Towards Robust and Safe Reinforcement Learning with Benign Off-policy Data

Abstract

Previous work demonstrates that the optimal safe reinforcement learning (SRL) policy in a noise-free environment is vulnerable and could be unsafe under observational attacks. While adversarial training effectively improves robustness and safety, collecting samples by attacking the behavior agent online could be expensive or prohibitively dangerous in many applications. We propose the robuSt vAriational ofF-policy lEaRning (SAFER) approach, which only requires benign training data without attacking the agent. SAFER obtains an optimal non-parametric variational policy distribution via convex optimization and then uses it to improve the parametrized policy robustly via supervised learning. The two-stage policy optimization facilitates robust training, and extensive experiments on multiple robot platforms show the efficiency of SAFER in learning a robust and safe policy: achieving the same reward with much fewer constraint violations during training than on-policy baselines.

Method Overview

An overview of SAFER is shown in the left figure below. It consists of a constrained E-step and a robust M-step. The E-step step aims to find the optimal variational distribution that maximizes the reward return while satisfying the safety constraint. This step can be written as a constrained optimization problem, which has a closed-form solution and can be efficiently solved by convex optimization. The robust M-step has two components: a vanilla M-step that aims to fit the variational distribution obtained from the E-step using a parametrized policy, such as a neural network, and then achieve generalization beyond the state-action samples used for training; and an adversarial training step that aims to improve the policy robustness by optimizing toward the worst-case perturbations. The pseudo-code of SAFER is shown below.

Overview of SAFER

Pseudo-code of SAFER

Experiments

Experiment Setting 

We consider two tasks (Run and Circle) and four robots (Ball, Car, Drone, and Ant). For the Run task, the agents are rewarded for running fast between two boundaries and are given a constraint violation cost if they run across the boundaries or exceed an agent-specific velocity threshold. For the Circle task, the agents are rewarded for running in a circle but are constrained within a safe region that is smaller than the radius of the target circle. We name the tasks as Ball-Circle, Car-Circle, Drone-Run, and Ant-Run.

Circle task

Run task

Ball

Car

Drone

Ant

Baselines

On-policy Baselines. We use the adversarial training algorithm ADV-PPOL as the major on-policy baseline, which collects corrupted trajectories by the Maximum-Cost (MC) attacker to train the base safe RL agent—PPOL. We also use the Maximum-Reward (MR) attacker proposed in ADV-PPOL. We use a robust training algorithm that is effective in standard RL SA-PPOL as another baseline, which utilizes the Maximum Action Difference (MAD) attacker. We also extend it by changing the MAD attacker to a stronger MC attacker in the safe RL setting, which yields the SA-PPOL(MC) baseline. 

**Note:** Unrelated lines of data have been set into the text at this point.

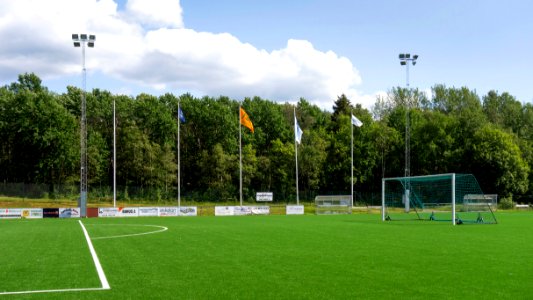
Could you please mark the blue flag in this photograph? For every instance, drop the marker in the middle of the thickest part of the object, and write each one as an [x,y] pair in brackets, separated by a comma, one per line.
[356,121]
[181,115]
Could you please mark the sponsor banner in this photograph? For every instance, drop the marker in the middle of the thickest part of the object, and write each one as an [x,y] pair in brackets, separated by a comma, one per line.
[295,209]
[32,213]
[168,211]
[128,211]
[10,213]
[107,212]
[242,210]
[148,211]
[188,211]
[50,212]
[69,212]
[264,196]
[224,210]
[92,212]
[260,210]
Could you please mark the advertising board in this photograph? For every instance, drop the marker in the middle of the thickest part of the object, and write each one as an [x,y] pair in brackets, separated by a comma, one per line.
[148,211]
[171,211]
[188,211]
[128,211]
[70,212]
[295,210]
[107,212]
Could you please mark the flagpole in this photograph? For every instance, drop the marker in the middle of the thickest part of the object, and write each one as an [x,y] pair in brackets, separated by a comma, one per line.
[351,176]
[296,156]
[240,157]
[179,163]
[114,156]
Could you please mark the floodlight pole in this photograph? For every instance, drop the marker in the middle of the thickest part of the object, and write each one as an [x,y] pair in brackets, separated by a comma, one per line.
[82,40]
[405,59]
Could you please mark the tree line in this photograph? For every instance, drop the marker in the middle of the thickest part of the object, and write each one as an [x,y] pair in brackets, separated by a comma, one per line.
[452,130]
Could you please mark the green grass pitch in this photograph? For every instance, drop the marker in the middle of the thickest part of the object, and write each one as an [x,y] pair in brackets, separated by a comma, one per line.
[269,257]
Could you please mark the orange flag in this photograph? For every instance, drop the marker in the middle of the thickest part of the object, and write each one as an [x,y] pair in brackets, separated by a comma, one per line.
[245,120]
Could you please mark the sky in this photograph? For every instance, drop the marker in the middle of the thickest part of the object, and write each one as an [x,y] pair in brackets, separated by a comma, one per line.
[279,50]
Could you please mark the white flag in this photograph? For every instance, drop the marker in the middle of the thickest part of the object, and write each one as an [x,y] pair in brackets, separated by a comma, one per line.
[297,132]
[356,122]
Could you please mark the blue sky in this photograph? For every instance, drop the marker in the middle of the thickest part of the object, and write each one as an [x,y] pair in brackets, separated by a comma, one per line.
[283,50]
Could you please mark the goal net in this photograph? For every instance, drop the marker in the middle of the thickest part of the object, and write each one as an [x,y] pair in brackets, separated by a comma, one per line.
[456,198]
[328,205]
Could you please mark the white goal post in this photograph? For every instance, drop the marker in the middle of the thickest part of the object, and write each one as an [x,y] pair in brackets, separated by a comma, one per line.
[452,197]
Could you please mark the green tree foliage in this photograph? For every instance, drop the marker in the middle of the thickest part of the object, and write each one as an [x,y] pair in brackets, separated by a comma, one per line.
[451,131]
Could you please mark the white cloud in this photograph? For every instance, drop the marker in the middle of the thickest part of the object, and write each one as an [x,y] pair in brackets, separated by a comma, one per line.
[147,44]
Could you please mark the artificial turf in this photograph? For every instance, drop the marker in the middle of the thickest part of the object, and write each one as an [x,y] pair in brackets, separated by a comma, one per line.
[270,257]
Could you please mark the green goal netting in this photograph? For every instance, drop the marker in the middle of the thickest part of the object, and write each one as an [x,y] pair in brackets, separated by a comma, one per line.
[456,198]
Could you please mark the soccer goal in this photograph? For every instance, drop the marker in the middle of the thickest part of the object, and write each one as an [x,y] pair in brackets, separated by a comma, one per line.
[456,198]
[328,205]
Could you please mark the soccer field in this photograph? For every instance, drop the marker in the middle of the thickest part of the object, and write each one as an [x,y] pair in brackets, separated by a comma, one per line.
[266,257]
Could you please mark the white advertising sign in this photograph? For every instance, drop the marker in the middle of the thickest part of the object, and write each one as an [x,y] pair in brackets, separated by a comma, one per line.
[188,211]
[295,209]
[264,196]
[106,212]
[168,211]
[224,210]
[242,210]
[32,213]
[128,211]
[148,211]
[260,210]
[10,213]
[71,212]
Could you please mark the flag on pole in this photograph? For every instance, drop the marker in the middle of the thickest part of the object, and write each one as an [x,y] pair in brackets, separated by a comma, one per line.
[181,115]
[297,132]
[245,121]
[356,121]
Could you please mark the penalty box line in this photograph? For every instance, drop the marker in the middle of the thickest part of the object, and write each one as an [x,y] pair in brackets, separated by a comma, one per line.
[99,269]
[101,274]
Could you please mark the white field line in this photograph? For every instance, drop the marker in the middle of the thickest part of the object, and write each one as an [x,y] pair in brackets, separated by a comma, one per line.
[103,279]
[52,291]
[101,274]
[161,229]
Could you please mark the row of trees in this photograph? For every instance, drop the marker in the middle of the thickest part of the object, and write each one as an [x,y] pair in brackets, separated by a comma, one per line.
[453,130]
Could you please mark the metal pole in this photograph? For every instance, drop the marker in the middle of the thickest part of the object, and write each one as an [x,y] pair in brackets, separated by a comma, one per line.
[179,165]
[296,156]
[114,156]
[351,169]
[83,138]
[453,199]
[240,157]
[407,143]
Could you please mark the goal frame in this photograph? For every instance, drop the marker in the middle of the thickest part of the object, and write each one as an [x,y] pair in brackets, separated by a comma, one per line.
[406,183]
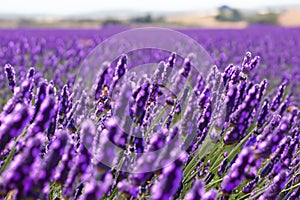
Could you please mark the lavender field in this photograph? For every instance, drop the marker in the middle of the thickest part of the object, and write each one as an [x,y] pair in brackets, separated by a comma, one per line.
[233,135]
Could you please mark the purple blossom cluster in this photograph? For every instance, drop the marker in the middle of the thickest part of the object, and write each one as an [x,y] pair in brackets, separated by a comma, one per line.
[139,137]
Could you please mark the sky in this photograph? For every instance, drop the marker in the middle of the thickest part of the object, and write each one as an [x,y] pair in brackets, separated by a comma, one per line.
[67,7]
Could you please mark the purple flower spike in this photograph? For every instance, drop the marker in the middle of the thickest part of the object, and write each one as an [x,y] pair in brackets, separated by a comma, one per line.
[10,74]
[237,172]
[278,98]
[230,101]
[223,166]
[263,115]
[44,175]
[168,68]
[30,73]
[273,190]
[44,116]
[66,164]
[204,98]
[288,154]
[250,186]
[138,110]
[295,194]
[40,97]
[18,97]
[104,80]
[64,104]
[268,146]
[96,189]
[13,124]
[16,176]
[169,181]
[128,189]
[83,158]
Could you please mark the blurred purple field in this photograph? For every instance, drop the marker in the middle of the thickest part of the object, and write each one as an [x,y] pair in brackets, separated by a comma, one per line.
[46,121]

Off-policy Baselines. Since SAFER is closely related to the EM-based safe RL algorithm CVPO, we use it as a basic baseline and name it CVPO-vanilla. We adopt its variant, CVPO-random, which is trained under random noise as another baseline. We directly apply the same online adversarial training techniques with the MC attacker in ADV-PPOL to the off-policy setting, which yields the ADV-CVPO baseline. We consider another intuitive and simple adversarial training method by attacking the sampled data from the replay buffer, which we name the ADV-EM-CVPO baseline. The data-flow diagrams are shown in the figures below.

                      ADV-PPOL                                                                        ADV-CVPO                                                                                              ADV-EM-CVPO

Final Performance of SAFER - video demos

The following animations show the performance of some baselines and SAFER under MC and MR attackers in the Car-Circle environment. The first row shows the performance of CVPO-vanilla. We can observe that the vanilla EM-based safe RL method CVPO-vanilla is vulnerable to adversarial attacks, although it can attain near zero natural cost in a noise-free environment. The second row shows the performance of ADV-CVPO. The successful on-policy adversarial training techniques in ADV-PPOL do not work in the off-policy setting, as the ADV-CVPO method is not safe under adversarial attackers and even performs poorly in noise-free environments. However, it is clear that the SAFER agnets are robust and safe against adversarial attacks. More detailed results are in the table below, and more videos are available here.

Sample Efficiency During Learning

The figure below demonstrates the efficacy of utilizing each cost, i.e., how many task rewards the agent can obtain given a budget of constraint violations. SAFER is more sample efficient during learning and outperforms on-policy baselines with a large margin among all tasks: it uses 4 ~ 20 times fewer cumulative constraint violations to achieve the same task reward.